In an effort to reduce its debt, The Pioneer Group in Boston has arranged for B-share financing through Putnam Lovell, de Guardiola & Thornton. Pioneer will receive a premium of approximately $62 million in return for granting Putnam Lovell the rights to the ongoing 12b-1 revenue stream from Pioneer's mutual funds' B-shares received prior to September 30. As of September 30 that revenue stream was valued at $54 million.

The deal also gives Putnam Lovell the rights to receive future 12b-1 fees for a period of three years beginning September 30. According to Timothy T. Frost, vice president for corporate development and communications at Pioneer, the firm will use the proceeds to reduce its debt.

The B-share financing, announced Oct. 13, is one of a number of steps the company has taken to reduce its debt. Recently, Pioneer reorganized into three separate business units (see related story on page 1). The goal has been to reduce expenses in each unit, each of which has performed poorly this year.

Putnam Lovell is among a handful of firms that have, in recent years, created a niche business in financing B-shares sold under a fund adviser's 12b-1 distribution plan. Fund companies have imposed 12b-1 charges to cover their marketing and distribution expenses since the Securities and Exchange Commission approved their use in 1980.

Under 12b-1 plans, advisers pay up-front commissions to broker/dealers who agree to distribute a fund. A few well-endowed fund advisers can afford to pay these commissions themselves. Other advisers finance these initial commission payments through third-parties. Then, advisers typically charge fund shareholders a 12b-1 fee of up to 1.00 percent of the invested assets. The typical 12b-1 fee includes two components: a 0.25 percent service fee which is paid back to the selling fund adviser and a 0.75 percent fee which is paid to the financing firm.

Historically, companies that financed B-shares, like CitiGroup, Constellation Financial Management and Putnam Lovell, advanced commission payments to intermediaries distributing the funds. These firms -- the financiers -- put the debt on their books, relieving distributors of having to carry it.
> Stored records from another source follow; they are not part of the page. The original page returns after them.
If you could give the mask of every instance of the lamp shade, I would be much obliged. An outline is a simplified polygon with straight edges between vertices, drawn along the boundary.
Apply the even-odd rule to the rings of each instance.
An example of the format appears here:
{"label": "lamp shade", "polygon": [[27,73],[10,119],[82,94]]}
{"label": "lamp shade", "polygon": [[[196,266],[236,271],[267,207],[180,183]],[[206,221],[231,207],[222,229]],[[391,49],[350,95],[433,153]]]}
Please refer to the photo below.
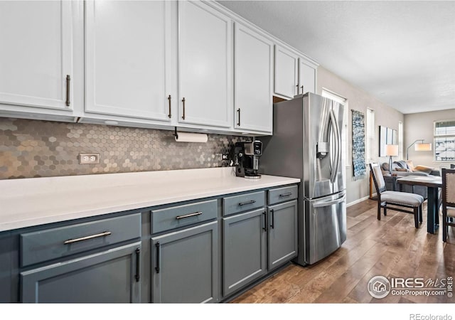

Though financing firms buy the rights to capture future revenues- the 12b-1 fees derived from B-share assets under management, they also assume all of the risks. Since the 12b-1 fees are a function of assets, the financiers incur the risk of net assets declining, thereby reducing the ongoing 12b-1 revenues generated. There is also the risk that the independent trustees of a fund, who must re-approve 12b-1 fees annually, will not do so.

Recently, fund advisers have increasingly sought outside financing for B-shares. This is in part because fund companies that have stepped up their marketing efforts and consequently attracted new assets, are faced with the task of financing the ever greater commissions they are incurring.

But, financing B-share commissions is very attractive because fund companies would rather use assets to finance systems or strategic plans than to finance B-share commissions.

Putnam Lovell bundles the cash streams it acquires from the multiple mutual fund sponsors it serves, securitizes them and sells them to institutional investors, such as insurance companies, said Bill Henson head of Putnam Lovell's one-year-old capital markets division. Putnam Lovell has securitized a total of $1 billion.